本研究では、地下水を題材に水環境への理解と関心を促進する学習教材の開発を目的に水環境もやい研究所 (川合鑿泉工業株式会社内) と共同研究を行っています。
川合鑿泉工業株式会社の情報
環境教育現場では効果的な教材作成や研修などが盛んに行われており特に教材に対しての関心が非常に高い。しかし、地下水脈や地層など直接見ることの出来ない題材の教材数は少ない。本研究では地下水を題材に水環境への理解と関心を促進する学習教材を開発した。地下水脈に注目し、そのための3次元地質構造モデリングを行うが、作成に必要な地層データの分布には地域差があり、不足する地域では地層データを補完する必要があった。そこで、さく井専門業者の協力により不足する地層データを隣接する地層、形、河川の形などから補完することでモデルの作成が可能となった。
3次元地質構造モデルを用いることで、直観的に地層と水脈の構造を手にとって学ぶことができる。直覚的に理解できることは、教育上、有効であり、親しみをもった深い理解が促され、子ども達が水環境への意識を高める事が期待でき水脈へのより深い理解を促進する地域別水脈モデルの普及につなげたい。
最先端のモデリング技術と3Dプリンタを駆使し「可視化・可触化」したモデル製作の工程を以下に示す。
本地下水脈モデルは地層を構成する地質を大きく8層に分類し、積木のように分解・組立てを可能にするため形状を編集しています。また、実際の地層の厚みは地表面に対し非常に薄い為、縦方向のスケールを視認性のよい倍率まで強調しています。
手取川は幾たびの氾濫を繰り返して現在の手取川扇状地を形成しました。地表付近は礫層であり、不規則に泥層、砂層などの細粒物が地下水を支えています。手取川中流域には金沢平野の南東縁から発達する活断層帯「森本・富樫断層帯」があり、本地下水脈モデルでは水脈と活断層との関係性を見ることが出来ます。
能美市をまたぐ手取川下流域(枠線内)の地下水脈を過去に行われた井戸情報のデータから3Dモデルを製作しました。

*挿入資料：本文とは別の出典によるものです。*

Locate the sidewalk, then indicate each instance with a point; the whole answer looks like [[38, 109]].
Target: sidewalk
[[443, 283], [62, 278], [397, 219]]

出典:平成15 年6月 国土交通省河川局「手取川水系の流域及び河川の概要」より
阿蘇山は30万年の間に4度の大噴火が起きており、それを物語るかのように阿蘇山周辺の地層は凝灰岩と安山岩(軽石)が互層になっている事がわかります。
谷筋からの水脈は河川から伏流により浅井戸で採水が可能であり、山域では地下水量は少ないが火山岩による隙間や亀裂から採水が可能です。また、活断層付近では、度重なる地震の亀裂により水が伏流し、大量の地下水を有し震源地も同様に、地下深くに浸透していると考えられます。